Forward Air has generated an average return on invested capital of almost 20% over the last decade, well above its approximate 10% cost of capital. This reflects the company’s ability to consolidate its position in the market. Its operating revenues increased by 11.7% in 2013, and the company expects substantial top-line growth to support double-digit operating margins for 2014, partly driven by its new businesses. Moreover, the firm will implement a general rate increase plan, which is expected to generate 2.75% net benefit, supported by a tight capacity in the broader truckload industry, which will create an upward pricing trend this year.
A Stock on the Rise
Given the encouraging growth prospects for the company, its stock recently rose from $38 to nearly $45 per share. Forward Air’s stock trades at 24.50 its trailing earnings compared to its peers’ average of 16.60. However, its earnings per share grew by 17.20% compared to the industry median of 8.50%, and this upward trend is expected to continue, thus delivering better multiples. In order to increase shareholders’ value, on Feb. 7, the company anticipated total annual dividends of $0.48 per share of common stock, which represents a 20% increase in relation to the prior year.
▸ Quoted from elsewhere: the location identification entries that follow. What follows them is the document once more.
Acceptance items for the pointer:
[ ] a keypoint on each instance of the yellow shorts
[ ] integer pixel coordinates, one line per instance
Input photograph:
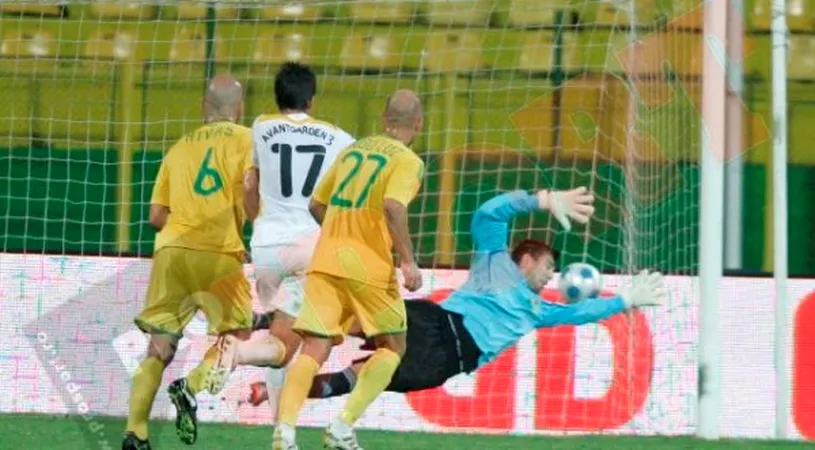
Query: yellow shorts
(184, 281)
(330, 302)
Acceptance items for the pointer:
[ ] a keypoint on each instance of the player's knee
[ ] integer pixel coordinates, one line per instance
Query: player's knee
(396, 343)
(316, 347)
(162, 347)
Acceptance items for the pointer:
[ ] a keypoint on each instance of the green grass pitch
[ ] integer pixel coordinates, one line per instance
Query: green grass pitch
(26, 431)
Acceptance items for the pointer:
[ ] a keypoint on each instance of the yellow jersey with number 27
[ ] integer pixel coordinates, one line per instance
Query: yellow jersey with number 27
(201, 181)
(354, 241)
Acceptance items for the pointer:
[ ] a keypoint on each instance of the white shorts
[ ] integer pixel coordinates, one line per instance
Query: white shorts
(281, 272)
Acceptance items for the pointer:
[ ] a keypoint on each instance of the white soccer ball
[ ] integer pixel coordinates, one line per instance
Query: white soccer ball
(580, 281)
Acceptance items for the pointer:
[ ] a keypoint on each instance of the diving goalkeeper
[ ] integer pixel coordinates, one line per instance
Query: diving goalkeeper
(498, 304)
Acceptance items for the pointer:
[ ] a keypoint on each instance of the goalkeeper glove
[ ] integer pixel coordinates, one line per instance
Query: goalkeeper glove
(646, 289)
(575, 204)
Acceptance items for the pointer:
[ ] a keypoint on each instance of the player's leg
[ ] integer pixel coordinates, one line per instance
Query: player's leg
(381, 312)
(321, 314)
(224, 297)
(166, 307)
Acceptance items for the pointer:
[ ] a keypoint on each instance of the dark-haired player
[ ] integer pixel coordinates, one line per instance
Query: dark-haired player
(291, 152)
(498, 304)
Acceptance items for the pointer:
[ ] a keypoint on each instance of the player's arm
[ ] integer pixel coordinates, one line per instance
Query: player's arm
(251, 184)
(586, 311)
(490, 225)
(160, 200)
(319, 198)
(402, 187)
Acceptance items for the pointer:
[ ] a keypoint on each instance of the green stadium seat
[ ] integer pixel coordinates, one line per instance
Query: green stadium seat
(129, 11)
(291, 11)
(279, 47)
(801, 61)
(189, 45)
(616, 13)
(31, 9)
(369, 52)
(111, 45)
(534, 13)
(196, 10)
(452, 51)
(377, 11)
(473, 13)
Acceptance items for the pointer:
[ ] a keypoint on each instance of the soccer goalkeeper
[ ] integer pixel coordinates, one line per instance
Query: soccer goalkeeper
(498, 304)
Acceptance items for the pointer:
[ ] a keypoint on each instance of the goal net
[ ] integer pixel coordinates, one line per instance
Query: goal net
(518, 94)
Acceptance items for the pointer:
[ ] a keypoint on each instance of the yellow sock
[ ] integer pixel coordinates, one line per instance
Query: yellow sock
(144, 386)
(295, 388)
(196, 378)
(374, 377)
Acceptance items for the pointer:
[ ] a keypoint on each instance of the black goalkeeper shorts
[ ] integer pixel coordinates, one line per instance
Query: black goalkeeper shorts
(438, 348)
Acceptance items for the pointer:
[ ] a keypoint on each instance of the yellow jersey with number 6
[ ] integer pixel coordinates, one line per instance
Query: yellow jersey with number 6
(201, 181)
(354, 240)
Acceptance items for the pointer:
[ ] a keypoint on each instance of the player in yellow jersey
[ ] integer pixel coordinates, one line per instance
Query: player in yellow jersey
(197, 206)
(361, 203)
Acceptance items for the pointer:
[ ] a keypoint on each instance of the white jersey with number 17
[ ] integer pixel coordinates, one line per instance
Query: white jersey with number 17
(291, 152)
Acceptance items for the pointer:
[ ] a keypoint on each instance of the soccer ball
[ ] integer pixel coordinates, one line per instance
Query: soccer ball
(579, 281)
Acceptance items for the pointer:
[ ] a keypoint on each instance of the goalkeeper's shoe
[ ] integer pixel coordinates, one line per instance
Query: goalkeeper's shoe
(186, 408)
(131, 442)
(218, 375)
(257, 394)
(283, 438)
(336, 440)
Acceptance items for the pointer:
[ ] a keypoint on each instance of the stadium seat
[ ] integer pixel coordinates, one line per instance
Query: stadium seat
(800, 15)
(475, 13)
(189, 45)
(25, 44)
(369, 52)
(130, 11)
(110, 45)
(28, 52)
(374, 11)
(801, 65)
(279, 47)
(616, 13)
(291, 11)
(450, 51)
(535, 13)
(195, 10)
(33, 10)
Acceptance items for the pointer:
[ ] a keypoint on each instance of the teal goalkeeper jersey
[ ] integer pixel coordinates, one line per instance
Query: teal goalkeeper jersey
(497, 305)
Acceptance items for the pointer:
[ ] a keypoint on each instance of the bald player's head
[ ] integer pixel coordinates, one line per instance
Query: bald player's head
(403, 116)
(223, 99)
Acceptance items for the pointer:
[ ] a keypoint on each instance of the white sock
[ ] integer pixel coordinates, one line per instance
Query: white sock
(339, 427)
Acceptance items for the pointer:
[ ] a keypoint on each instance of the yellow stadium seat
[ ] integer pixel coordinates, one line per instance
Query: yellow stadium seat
(450, 51)
(33, 10)
(800, 15)
(378, 11)
(190, 45)
(296, 11)
(369, 52)
(474, 13)
(280, 47)
(532, 13)
(196, 10)
(25, 44)
(111, 45)
(116, 10)
(801, 65)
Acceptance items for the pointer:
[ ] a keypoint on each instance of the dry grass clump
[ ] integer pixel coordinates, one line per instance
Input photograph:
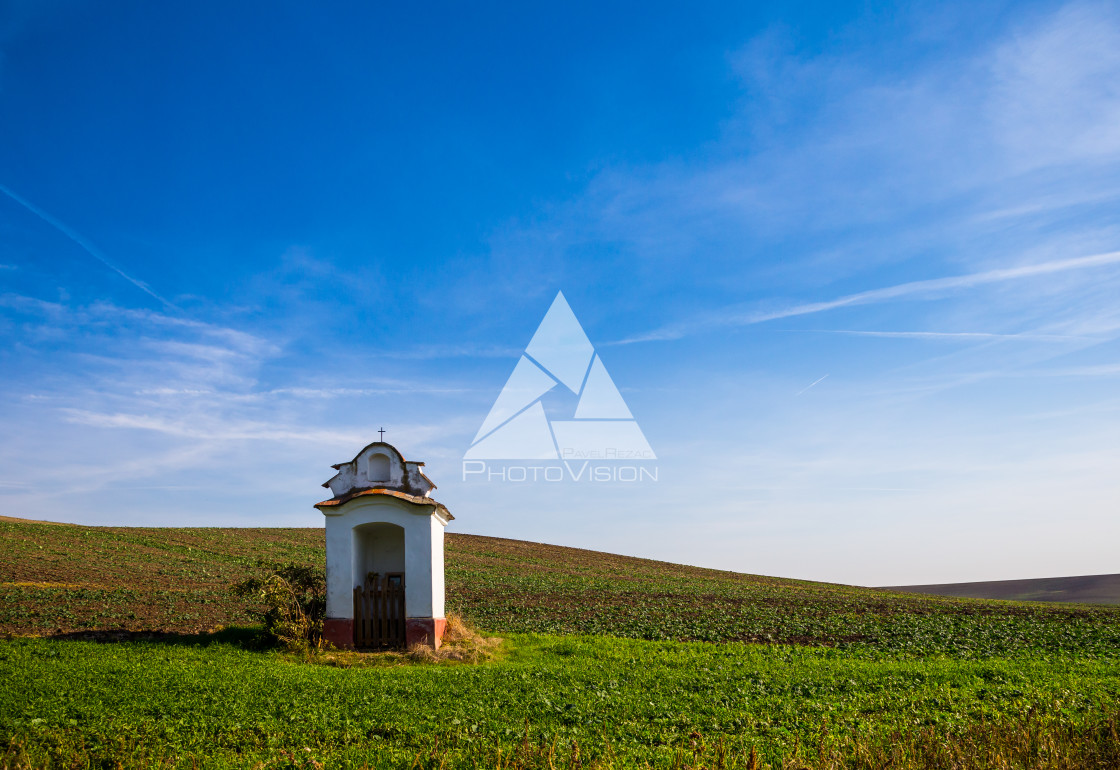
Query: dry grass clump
(460, 644)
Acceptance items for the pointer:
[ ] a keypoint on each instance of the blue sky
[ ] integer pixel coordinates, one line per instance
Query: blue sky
(855, 269)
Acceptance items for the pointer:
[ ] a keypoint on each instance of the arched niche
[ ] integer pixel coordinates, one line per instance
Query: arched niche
(379, 468)
(378, 547)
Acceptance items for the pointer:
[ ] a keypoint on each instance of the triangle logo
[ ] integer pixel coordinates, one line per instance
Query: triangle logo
(559, 355)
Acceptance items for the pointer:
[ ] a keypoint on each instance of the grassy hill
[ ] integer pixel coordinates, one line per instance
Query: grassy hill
(1081, 589)
(59, 579)
(607, 661)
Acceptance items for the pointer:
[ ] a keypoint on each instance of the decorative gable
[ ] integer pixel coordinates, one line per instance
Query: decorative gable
(380, 466)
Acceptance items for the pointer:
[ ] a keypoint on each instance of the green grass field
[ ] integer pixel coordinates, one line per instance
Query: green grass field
(112, 659)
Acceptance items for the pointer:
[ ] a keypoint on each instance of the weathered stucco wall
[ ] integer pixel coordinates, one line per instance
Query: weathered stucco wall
(348, 556)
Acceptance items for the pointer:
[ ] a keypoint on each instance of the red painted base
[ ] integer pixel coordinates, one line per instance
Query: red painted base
(425, 631)
(339, 632)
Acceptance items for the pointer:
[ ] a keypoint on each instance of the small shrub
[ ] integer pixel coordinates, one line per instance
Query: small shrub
(295, 599)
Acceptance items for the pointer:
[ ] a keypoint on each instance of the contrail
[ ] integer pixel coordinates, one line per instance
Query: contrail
(810, 385)
(90, 249)
(913, 288)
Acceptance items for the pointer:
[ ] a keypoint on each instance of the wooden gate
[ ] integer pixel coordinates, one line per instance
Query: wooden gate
(379, 611)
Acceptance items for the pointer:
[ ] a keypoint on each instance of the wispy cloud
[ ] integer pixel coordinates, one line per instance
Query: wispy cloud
(84, 243)
(734, 317)
(953, 336)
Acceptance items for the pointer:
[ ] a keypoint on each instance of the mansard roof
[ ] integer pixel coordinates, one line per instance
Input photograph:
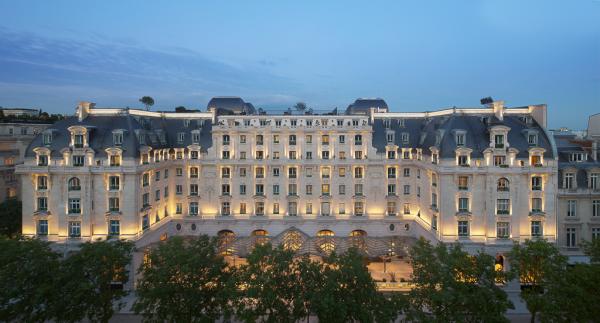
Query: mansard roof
(439, 132)
(362, 106)
(101, 128)
(230, 105)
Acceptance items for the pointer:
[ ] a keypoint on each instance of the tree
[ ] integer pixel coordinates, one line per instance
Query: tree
(269, 289)
(348, 292)
(28, 271)
(10, 218)
(147, 101)
(537, 263)
(300, 107)
(453, 286)
(89, 277)
(183, 281)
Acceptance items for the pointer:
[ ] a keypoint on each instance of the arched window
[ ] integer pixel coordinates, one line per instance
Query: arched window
(503, 185)
(225, 242)
(74, 184)
(325, 241)
(260, 237)
(358, 240)
(292, 240)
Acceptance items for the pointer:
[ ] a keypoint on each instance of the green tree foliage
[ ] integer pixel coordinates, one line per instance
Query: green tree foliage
(453, 286)
(348, 292)
(28, 271)
(269, 289)
(10, 218)
(537, 264)
(90, 277)
(147, 101)
(183, 281)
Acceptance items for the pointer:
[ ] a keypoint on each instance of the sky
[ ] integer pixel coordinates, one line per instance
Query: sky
(417, 55)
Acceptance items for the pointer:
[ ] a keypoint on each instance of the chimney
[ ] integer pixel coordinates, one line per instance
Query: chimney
(498, 107)
(83, 109)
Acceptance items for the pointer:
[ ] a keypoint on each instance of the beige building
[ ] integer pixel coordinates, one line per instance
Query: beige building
(369, 178)
(579, 187)
(14, 139)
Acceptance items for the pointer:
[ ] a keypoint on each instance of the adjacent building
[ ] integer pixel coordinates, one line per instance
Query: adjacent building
(369, 178)
(578, 187)
(15, 136)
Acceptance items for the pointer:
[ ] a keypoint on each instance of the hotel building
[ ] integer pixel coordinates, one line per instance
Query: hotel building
(368, 177)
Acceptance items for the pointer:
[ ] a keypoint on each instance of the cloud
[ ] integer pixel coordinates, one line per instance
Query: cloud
(36, 67)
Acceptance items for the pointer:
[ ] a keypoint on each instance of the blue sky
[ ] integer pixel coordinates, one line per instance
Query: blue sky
(418, 55)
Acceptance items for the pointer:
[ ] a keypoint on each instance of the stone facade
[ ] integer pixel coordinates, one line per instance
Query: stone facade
(369, 177)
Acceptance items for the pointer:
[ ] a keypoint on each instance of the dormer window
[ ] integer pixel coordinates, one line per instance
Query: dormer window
(78, 141)
(390, 137)
(118, 138)
(499, 141)
(404, 138)
(195, 137)
(43, 160)
(532, 139)
(460, 139)
(47, 139)
(577, 157)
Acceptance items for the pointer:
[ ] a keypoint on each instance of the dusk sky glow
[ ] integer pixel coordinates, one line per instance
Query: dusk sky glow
(417, 55)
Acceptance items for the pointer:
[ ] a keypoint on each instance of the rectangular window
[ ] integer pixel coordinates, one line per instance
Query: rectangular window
(292, 189)
(113, 204)
(358, 208)
(503, 230)
(536, 204)
(74, 229)
(114, 183)
(42, 228)
(292, 208)
(463, 228)
(193, 208)
(391, 189)
(569, 181)
(225, 190)
(259, 189)
(463, 204)
(595, 181)
(358, 190)
(225, 208)
(571, 237)
(78, 160)
(536, 183)
(536, 228)
(391, 208)
(292, 172)
(499, 141)
(114, 227)
(74, 206)
(42, 160)
(463, 183)
(503, 206)
(358, 172)
(571, 208)
(225, 172)
(194, 189)
(596, 208)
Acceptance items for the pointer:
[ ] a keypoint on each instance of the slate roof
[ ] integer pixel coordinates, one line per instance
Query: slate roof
(567, 143)
(423, 133)
(101, 134)
(362, 106)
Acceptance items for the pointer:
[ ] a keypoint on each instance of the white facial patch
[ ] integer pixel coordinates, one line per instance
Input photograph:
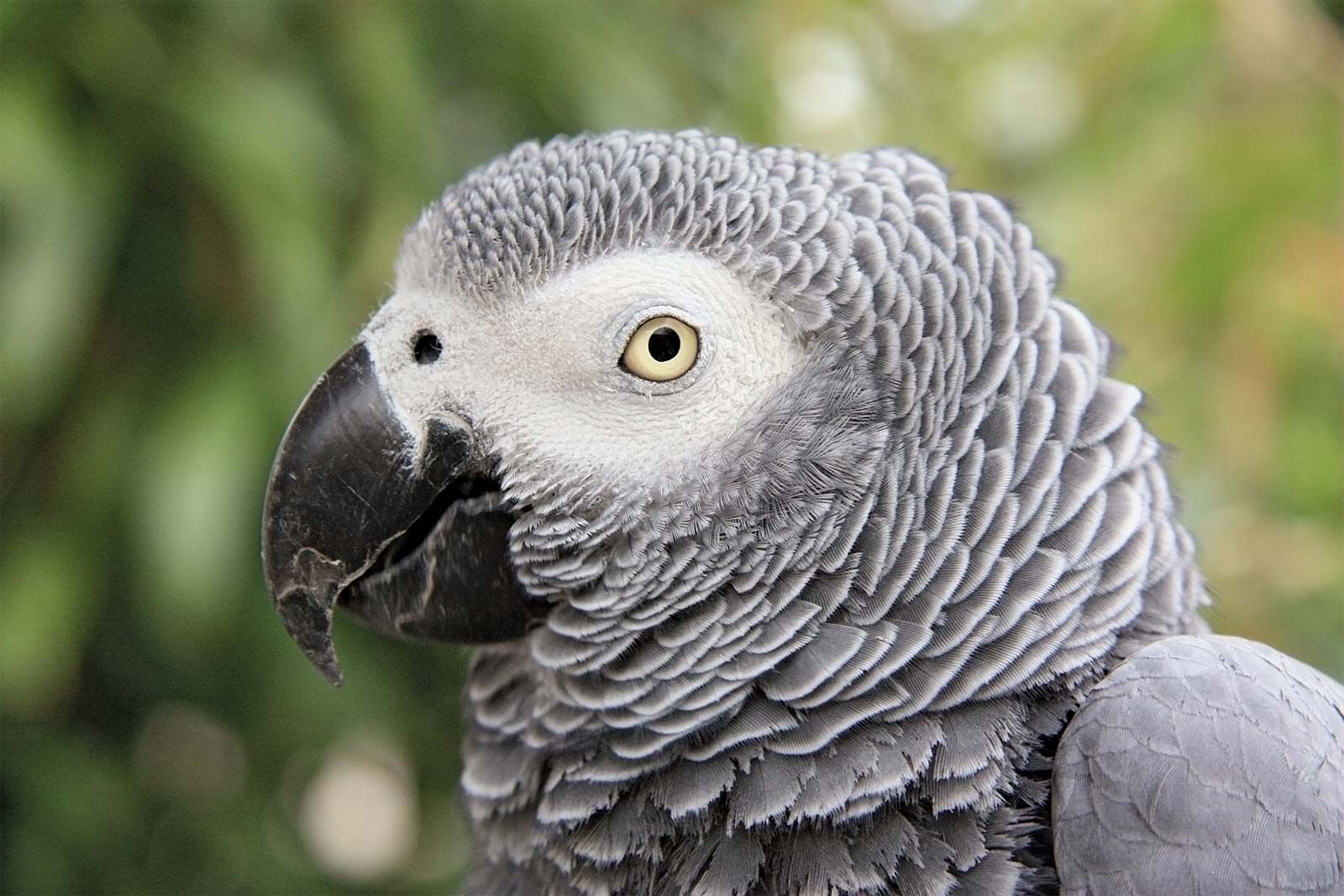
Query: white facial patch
(539, 374)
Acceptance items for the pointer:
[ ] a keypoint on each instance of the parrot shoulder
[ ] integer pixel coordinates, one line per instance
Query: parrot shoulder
(1203, 765)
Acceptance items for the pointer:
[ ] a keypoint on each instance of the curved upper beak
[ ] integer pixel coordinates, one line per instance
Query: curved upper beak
(349, 479)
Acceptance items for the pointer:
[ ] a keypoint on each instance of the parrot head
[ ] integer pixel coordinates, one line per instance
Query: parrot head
(606, 385)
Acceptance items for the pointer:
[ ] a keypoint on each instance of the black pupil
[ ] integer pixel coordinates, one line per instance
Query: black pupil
(428, 348)
(664, 344)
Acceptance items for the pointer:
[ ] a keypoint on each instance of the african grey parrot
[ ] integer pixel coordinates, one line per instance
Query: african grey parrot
(808, 543)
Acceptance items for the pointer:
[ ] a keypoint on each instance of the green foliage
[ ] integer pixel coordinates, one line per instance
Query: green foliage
(201, 203)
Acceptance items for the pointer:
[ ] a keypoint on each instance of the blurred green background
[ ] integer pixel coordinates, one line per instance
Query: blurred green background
(201, 203)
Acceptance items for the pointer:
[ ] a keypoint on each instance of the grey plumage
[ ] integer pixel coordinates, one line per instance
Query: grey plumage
(1203, 765)
(833, 653)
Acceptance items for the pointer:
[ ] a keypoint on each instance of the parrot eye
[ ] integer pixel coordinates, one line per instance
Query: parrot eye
(662, 349)
(427, 348)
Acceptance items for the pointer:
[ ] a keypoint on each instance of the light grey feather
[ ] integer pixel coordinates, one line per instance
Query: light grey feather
(833, 658)
(1203, 765)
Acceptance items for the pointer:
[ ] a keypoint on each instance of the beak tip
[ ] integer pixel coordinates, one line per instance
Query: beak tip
(308, 620)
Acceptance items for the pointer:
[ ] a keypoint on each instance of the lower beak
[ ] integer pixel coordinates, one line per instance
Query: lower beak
(349, 479)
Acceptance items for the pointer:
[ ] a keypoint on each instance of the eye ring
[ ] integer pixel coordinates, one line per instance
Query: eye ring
(660, 349)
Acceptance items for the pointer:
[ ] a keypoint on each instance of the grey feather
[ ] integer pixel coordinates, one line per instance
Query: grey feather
(1203, 766)
(835, 654)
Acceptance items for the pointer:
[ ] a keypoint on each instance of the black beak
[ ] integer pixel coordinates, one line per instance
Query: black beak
(349, 492)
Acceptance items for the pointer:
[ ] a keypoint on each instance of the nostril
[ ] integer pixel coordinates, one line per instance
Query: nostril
(428, 348)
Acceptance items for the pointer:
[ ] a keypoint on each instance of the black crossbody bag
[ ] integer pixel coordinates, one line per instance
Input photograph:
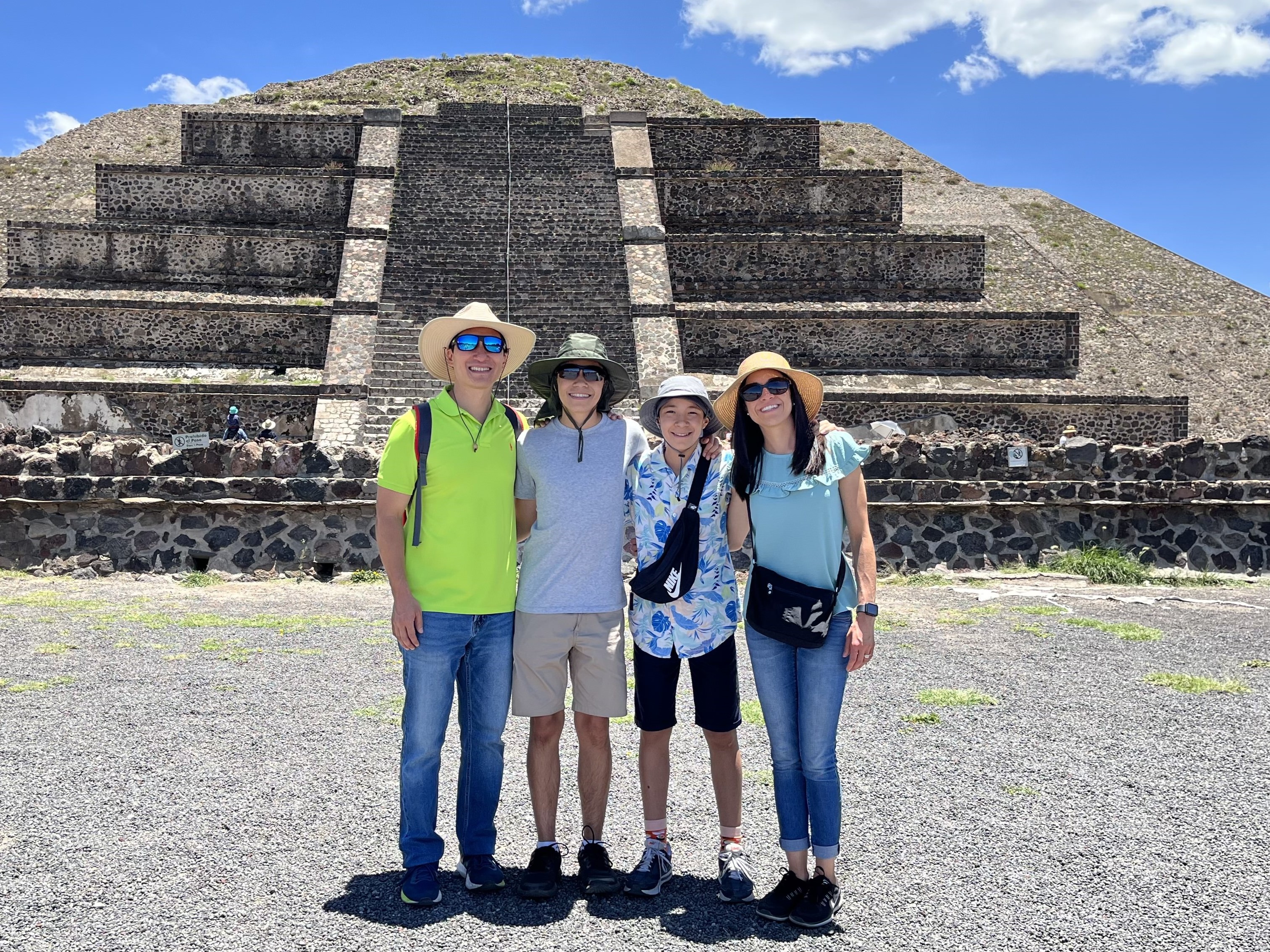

On the same date, the board of directors approved a stock repurchase authorization for 2 million shares of the company’s common stock.
Therefore, even though investment guru Joel Greenblatt (Trades, Portfolio) recently sold out his holding in the company, I feel confident that Forward Air is a solid investment that will fly high in the coming years.
Disclosure: Vanina Egea holds no position in any stocks mentioned.